The Trump administration said Thursday that it would seek to impose a tax on imports, at least from countries with which the U.S. runs a trade deficit, as a way to pay for the wall on the Mexican border that is one of President Donald Trump’s central campaign promises.

Although Trump repeatedly has said that Mexico would pay for the wall, the tax that White House press secretary Sean Spicer described to reporters actually would fall on U.S. consumers, not on Mexicans.

“Right now, our country’s policy is to tax exports and let imports flow freely in, which is ridiculous,” Spicer told reporters traveling with Trump back to Washington after a speech in Philadelphia.

By reversing that and taxing imports, “we can do $10 billion a year, and easily pay for the wall just through that mechanism alone. That’s really going to provide the funding,” Spicer said.

Although Spicer did not refer to the tax by name, his description of it seemed to make clear that he was referring to a complicated portion of the tax reform plan proposed by House Republicans. That was confirmed by House GOP officials, including Speaker Paul Ryan’s communications director Brendan Buck.

The provision, known as a destination-based cash flow tax, essentially would function as a national sales tax on imported goods and services. It’s a key part of the GOP tax plan, but one that Trump has previously criticized as too complicated. As part of the plan, the House GOP would also lower the corporate tax rate to 20 percent from its current maximum level of 35 percent.

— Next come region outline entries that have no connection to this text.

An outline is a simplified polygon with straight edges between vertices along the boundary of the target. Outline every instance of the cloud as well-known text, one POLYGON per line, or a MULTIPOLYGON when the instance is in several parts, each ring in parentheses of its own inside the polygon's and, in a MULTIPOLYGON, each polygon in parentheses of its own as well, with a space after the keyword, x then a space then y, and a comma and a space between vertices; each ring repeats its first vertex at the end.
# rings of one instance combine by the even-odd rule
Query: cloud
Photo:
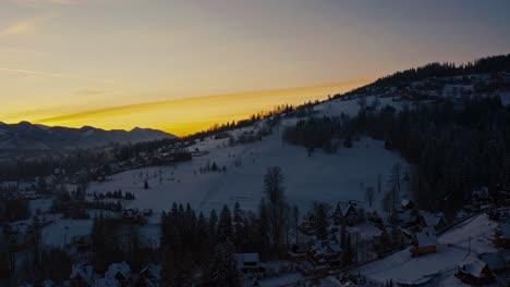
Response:
POLYGON ((73 4, 76 0, 12 0, 15 4, 25 7, 36 7, 40 4, 65 5, 73 4))
POLYGON ((97 90, 97 89, 80 89, 74 91, 75 95, 78 96, 96 96, 96 95, 102 95, 108 92, 107 90, 97 90))
POLYGON ((25 20, 11 23, 5 28, 0 29, 0 38, 29 34, 35 30, 36 22, 35 20, 25 20))
POLYGON ((85 82, 97 82, 97 83, 105 83, 105 84, 114 84, 111 80, 102 79, 102 78, 92 78, 92 77, 84 77, 84 76, 72 75, 72 74, 40 72, 40 71, 10 68, 10 67, 0 67, 0 73, 11 74, 11 75, 59 77, 59 78, 69 78, 69 79, 85 80, 85 82))
POLYGON ((33 34, 47 21, 54 17, 54 14, 45 14, 32 18, 11 22, 7 27, 0 27, 0 39, 25 34, 33 34))

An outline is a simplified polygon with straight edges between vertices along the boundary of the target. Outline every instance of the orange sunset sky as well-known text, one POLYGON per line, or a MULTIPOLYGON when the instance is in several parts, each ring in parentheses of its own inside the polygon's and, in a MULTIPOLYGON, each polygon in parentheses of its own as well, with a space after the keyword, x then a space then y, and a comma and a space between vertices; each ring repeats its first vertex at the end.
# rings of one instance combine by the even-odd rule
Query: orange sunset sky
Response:
POLYGON ((2 0, 0 122, 183 136, 427 62, 508 53, 507 8, 503 0, 2 0))

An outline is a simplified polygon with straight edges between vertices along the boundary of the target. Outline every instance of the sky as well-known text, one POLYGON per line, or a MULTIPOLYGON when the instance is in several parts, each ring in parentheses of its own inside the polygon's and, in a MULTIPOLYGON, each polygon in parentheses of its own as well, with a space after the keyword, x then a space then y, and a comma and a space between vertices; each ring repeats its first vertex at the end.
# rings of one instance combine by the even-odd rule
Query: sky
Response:
POLYGON ((186 135, 510 52, 508 0, 0 0, 0 122, 186 135))

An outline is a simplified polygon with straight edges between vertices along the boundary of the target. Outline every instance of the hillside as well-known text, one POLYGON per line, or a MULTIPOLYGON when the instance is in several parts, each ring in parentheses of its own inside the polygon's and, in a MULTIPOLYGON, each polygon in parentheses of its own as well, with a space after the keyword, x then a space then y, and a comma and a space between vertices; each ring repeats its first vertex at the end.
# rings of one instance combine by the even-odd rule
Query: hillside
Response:
POLYGON ((92 126, 82 128, 49 127, 21 122, 19 124, 0 123, 0 150, 57 150, 99 147, 110 142, 141 142, 173 135, 150 128, 132 130, 105 130, 92 126))

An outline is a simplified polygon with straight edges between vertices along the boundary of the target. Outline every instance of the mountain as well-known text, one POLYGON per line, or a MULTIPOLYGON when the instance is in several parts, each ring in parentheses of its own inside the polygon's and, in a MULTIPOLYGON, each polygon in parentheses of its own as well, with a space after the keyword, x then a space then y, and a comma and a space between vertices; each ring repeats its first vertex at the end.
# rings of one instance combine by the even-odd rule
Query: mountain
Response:
POLYGON ((3 150, 54 150, 90 148, 110 142, 139 142, 174 135, 150 128, 135 127, 132 130, 105 130, 92 126, 82 128, 50 127, 28 122, 5 124, 0 122, 0 149, 3 150))

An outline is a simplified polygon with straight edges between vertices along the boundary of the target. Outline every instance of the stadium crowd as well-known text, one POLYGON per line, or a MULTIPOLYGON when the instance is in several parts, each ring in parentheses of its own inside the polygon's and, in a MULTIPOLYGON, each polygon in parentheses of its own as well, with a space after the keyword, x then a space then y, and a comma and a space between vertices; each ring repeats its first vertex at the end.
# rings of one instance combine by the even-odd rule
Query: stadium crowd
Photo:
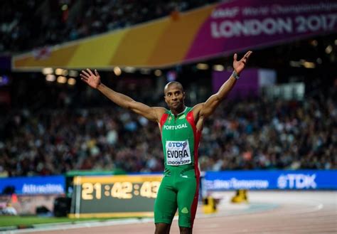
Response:
POLYGON ((216 1, 5 1, 0 8, 0 53, 53 46, 216 1))
MULTIPOLYGON (((337 169, 334 89, 303 101, 225 100, 205 124, 201 170, 337 169)), ((2 176, 163 170, 157 124, 114 104, 21 109, 1 119, 2 176)))

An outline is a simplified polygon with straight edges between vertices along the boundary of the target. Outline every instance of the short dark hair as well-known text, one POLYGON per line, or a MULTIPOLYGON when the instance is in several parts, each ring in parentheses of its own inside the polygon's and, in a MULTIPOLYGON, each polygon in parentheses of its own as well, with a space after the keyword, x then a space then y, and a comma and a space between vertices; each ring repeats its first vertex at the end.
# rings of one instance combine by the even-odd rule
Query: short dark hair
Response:
POLYGON ((176 85, 178 87, 179 87, 179 88, 181 90, 181 91, 183 92, 183 85, 181 85, 181 83, 180 82, 178 82, 178 81, 171 81, 169 83, 168 83, 166 84, 166 85, 165 85, 164 88, 164 94, 165 95, 165 90, 168 87, 168 86, 171 85, 176 85))

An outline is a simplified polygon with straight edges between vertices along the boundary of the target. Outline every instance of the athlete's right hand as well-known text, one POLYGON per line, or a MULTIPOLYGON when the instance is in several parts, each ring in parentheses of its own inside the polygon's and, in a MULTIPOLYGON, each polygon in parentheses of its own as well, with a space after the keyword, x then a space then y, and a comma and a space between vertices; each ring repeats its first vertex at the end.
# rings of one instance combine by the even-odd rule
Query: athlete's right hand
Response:
POLYGON ((82 80, 95 89, 97 89, 101 84, 101 77, 96 69, 95 70, 95 75, 90 69, 87 68, 87 71, 82 70, 80 75, 82 80))

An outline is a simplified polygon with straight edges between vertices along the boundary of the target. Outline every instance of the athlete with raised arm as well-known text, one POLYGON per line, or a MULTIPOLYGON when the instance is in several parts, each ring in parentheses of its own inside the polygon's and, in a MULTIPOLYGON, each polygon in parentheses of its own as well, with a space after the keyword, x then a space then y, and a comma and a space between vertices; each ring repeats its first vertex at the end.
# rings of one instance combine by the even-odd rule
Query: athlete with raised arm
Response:
POLYGON ((150 107, 107 87, 101 83, 95 70, 82 70, 81 79, 97 89, 119 106, 156 122, 161 133, 165 170, 154 204, 155 234, 168 234, 176 213, 178 211, 181 234, 192 233, 198 205, 199 169, 198 147, 205 119, 225 99, 245 68, 252 51, 237 60, 234 55, 234 71, 217 93, 205 102, 193 107, 185 106, 185 92, 178 82, 168 83, 164 87, 164 107, 150 107))

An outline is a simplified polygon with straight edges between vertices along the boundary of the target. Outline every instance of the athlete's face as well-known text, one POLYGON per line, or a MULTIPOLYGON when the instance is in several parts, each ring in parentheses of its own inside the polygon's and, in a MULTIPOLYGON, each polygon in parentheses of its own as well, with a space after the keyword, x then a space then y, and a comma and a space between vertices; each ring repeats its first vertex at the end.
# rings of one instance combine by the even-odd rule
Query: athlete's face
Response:
POLYGON ((181 112, 185 107, 185 92, 178 84, 171 84, 165 87, 165 102, 171 110, 181 112))

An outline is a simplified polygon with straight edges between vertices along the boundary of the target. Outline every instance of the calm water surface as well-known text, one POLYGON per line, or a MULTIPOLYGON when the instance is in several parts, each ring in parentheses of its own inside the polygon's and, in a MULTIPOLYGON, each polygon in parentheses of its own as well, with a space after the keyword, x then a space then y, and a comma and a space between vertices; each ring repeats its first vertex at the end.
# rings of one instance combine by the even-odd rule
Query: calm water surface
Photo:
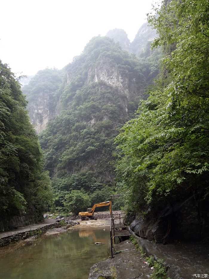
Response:
POLYGON ((87 279, 91 266, 107 257, 109 230, 98 228, 41 238, 1 257, 0 279, 87 279))

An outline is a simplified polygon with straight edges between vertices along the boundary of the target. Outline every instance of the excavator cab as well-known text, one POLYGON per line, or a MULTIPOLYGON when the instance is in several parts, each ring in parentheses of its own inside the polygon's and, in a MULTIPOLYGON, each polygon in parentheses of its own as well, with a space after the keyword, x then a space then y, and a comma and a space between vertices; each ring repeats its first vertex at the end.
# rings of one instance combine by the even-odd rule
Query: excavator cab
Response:
POLYGON ((104 202, 99 203, 96 203, 91 208, 87 208, 87 211, 86 212, 79 212, 79 216, 81 217, 82 221, 84 220, 88 220, 89 219, 97 220, 97 217, 94 216, 94 211, 96 207, 100 207, 101 206, 110 207, 110 214, 112 214, 112 202, 111 201, 104 202))

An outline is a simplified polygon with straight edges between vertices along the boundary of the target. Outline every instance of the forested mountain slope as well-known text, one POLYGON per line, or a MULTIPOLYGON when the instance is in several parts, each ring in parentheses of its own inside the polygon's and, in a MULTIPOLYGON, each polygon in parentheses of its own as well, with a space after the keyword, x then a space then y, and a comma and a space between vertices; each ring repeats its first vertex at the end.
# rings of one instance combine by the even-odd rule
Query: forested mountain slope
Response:
POLYGON ((58 204, 72 190, 92 193, 114 185, 114 138, 146 97, 146 65, 98 37, 65 67, 61 112, 40 135, 58 204))
POLYGON ((149 16, 159 34, 153 45, 164 48, 163 67, 116 141, 127 211, 137 213, 131 228, 150 240, 208 236, 208 7, 173 0, 149 16))
POLYGON ((62 72, 55 69, 40 71, 22 89, 28 101, 27 109, 31 123, 38 133, 57 114, 58 89, 62 83, 62 72))
POLYGON ((52 198, 20 85, 0 61, 0 231, 40 221, 52 198))

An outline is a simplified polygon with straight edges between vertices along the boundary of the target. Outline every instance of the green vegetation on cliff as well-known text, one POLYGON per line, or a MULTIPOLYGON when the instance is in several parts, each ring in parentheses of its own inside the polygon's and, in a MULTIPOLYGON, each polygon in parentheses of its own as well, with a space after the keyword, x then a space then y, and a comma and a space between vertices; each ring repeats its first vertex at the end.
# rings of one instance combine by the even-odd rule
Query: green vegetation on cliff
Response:
POLYGON ((129 208, 208 199, 209 19, 207 1, 173 0, 149 22, 165 54, 159 82, 117 138, 129 208))
POLYGON ((43 171, 38 137, 30 124, 19 84, 0 61, 0 214, 1 229, 16 216, 34 221, 51 198, 43 171))
POLYGON ((93 204, 115 190, 114 139, 146 97, 145 66, 111 39, 98 37, 64 69, 61 111, 40 135, 57 207, 74 190, 90 195, 93 204))

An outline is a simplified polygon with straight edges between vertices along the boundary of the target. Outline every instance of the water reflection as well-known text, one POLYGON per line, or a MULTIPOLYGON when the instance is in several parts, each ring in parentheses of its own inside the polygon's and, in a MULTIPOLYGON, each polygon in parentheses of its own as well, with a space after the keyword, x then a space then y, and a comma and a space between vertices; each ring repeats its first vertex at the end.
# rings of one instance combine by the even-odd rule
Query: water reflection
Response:
POLYGON ((39 238, 1 257, 0 278, 87 279, 91 266, 107 257, 108 233, 95 228, 39 238))
POLYGON ((79 231, 79 237, 91 237, 94 242, 105 243, 106 240, 106 238, 98 238, 98 236, 96 236, 95 231, 79 231))

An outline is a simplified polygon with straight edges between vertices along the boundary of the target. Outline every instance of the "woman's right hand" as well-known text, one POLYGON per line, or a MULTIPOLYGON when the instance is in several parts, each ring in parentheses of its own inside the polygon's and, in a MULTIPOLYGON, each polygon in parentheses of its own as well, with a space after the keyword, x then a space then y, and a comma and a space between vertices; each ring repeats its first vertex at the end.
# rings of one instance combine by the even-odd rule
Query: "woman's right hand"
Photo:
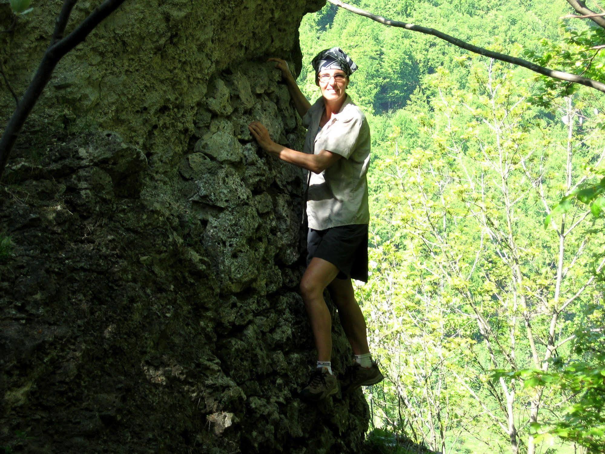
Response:
POLYGON ((290 67, 285 60, 281 58, 269 58, 267 59, 268 62, 276 62, 275 68, 281 71, 281 75, 285 79, 294 79, 292 73, 290 72, 290 67))

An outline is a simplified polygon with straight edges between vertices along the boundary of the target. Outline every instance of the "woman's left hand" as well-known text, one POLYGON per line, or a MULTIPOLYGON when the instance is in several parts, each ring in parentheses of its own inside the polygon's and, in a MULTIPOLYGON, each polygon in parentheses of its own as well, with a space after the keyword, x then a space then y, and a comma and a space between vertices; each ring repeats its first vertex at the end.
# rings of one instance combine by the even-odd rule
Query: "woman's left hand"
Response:
POLYGON ((269 153, 275 153, 275 146, 277 144, 271 140, 271 136, 269 135, 269 131, 262 123, 257 121, 252 122, 248 125, 248 129, 250 130, 252 136, 258 142, 258 145, 263 150, 269 153))

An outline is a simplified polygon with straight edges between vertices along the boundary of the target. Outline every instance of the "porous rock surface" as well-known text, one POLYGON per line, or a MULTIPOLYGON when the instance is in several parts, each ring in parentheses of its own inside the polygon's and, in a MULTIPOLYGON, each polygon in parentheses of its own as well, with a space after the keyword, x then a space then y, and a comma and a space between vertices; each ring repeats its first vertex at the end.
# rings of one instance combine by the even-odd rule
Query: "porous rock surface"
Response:
MULTIPOLYGON (((18 92, 50 3, 0 38, 18 92)), ((0 185, 0 448, 360 451, 360 392, 298 396, 314 360, 298 292, 303 176, 246 127, 300 149, 264 60, 299 64, 296 28, 320 6, 126 2, 57 67, 0 185)), ((2 124, 11 102, 2 85, 2 124)), ((330 308, 339 372, 351 352, 330 308)))

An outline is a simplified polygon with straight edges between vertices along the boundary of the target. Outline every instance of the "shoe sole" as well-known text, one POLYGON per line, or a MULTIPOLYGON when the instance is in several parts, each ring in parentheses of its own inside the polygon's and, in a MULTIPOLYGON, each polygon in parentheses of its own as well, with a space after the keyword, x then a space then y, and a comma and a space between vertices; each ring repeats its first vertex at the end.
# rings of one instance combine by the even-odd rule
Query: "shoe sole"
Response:
POLYGON ((357 389, 358 387, 361 386, 370 386, 373 384, 376 384, 376 383, 379 383, 384 380, 384 376, 382 373, 381 373, 379 375, 377 375, 376 377, 374 377, 372 378, 368 378, 368 380, 365 380, 365 381, 362 381, 362 383, 358 384, 356 384, 353 386, 349 386, 346 389, 343 389, 342 392, 350 392, 355 389, 357 389))

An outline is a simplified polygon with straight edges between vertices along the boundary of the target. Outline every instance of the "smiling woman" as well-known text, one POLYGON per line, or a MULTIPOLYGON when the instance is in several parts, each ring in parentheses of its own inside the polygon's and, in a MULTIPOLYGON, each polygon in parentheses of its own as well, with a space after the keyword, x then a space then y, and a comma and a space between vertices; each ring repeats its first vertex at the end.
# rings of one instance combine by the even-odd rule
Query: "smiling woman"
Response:
POLYGON ((315 84, 321 97, 313 105, 302 95, 288 65, 276 62, 302 124, 307 128, 303 151, 276 143, 260 122, 249 128, 265 151, 309 171, 306 191, 309 222, 307 269, 300 289, 309 317, 318 361, 303 398, 318 401, 336 393, 332 369, 332 319, 324 300, 328 288, 338 309, 355 361, 342 377, 343 391, 374 384, 383 377, 371 360, 365 321, 355 300, 351 278, 368 278, 368 186, 370 128, 365 117, 347 94, 349 76, 357 65, 339 47, 313 59, 315 84))

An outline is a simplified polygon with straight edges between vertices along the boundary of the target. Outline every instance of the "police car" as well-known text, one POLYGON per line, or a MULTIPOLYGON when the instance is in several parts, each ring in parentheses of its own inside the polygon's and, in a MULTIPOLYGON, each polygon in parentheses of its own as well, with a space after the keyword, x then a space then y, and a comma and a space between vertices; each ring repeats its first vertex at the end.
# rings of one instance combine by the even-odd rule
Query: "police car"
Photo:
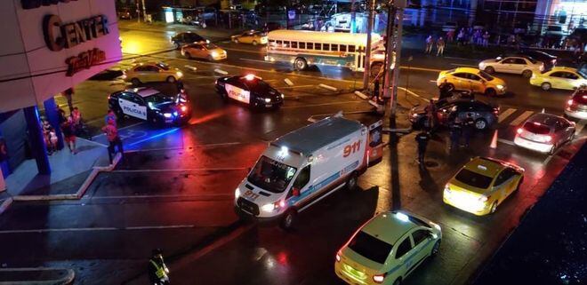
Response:
POLYGON ((224 100, 231 99, 259 108, 277 108, 284 104, 284 94, 253 75, 223 76, 215 85, 224 100))
POLYGON ((118 117, 131 116, 156 124, 181 124, 191 117, 187 103, 178 103, 153 88, 134 88, 109 96, 109 107, 118 117))

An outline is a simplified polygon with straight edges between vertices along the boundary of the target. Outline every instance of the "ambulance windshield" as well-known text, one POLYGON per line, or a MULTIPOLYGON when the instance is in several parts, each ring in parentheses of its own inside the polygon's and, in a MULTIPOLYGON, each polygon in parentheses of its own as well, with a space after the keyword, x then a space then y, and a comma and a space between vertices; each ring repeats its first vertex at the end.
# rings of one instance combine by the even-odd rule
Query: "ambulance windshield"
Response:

Such a tax would likely increase prices on some staples for American consumers, such as tomatoes and avocados, once U.S. retailers pass along the tax to consumers. Mexico is the second-largest supplier of agricultural imports to the U.S.

The price increase for consumers would be at least partially offset by an increased valuation in the dollar, experts have said.

Trump alluded to the plan earlier in remarks to House and Senate Republicans in Philadelphia.

“We’re working on a tax reform bill that will reduce our trade deficits, increase American exports and will generate revenue from Mexico that will pay for the wall, if we decide to go that route,” Trump said.

The U.S. imported $316.4 billion in goods and services from Mexico in 2015, while exporting $267.2 billion, according to the office of the U.S. Trade Representative. Mexico is the United States’ third-largest supplier of imports — chiefly vehicles, electrical machinery and mineral fuels.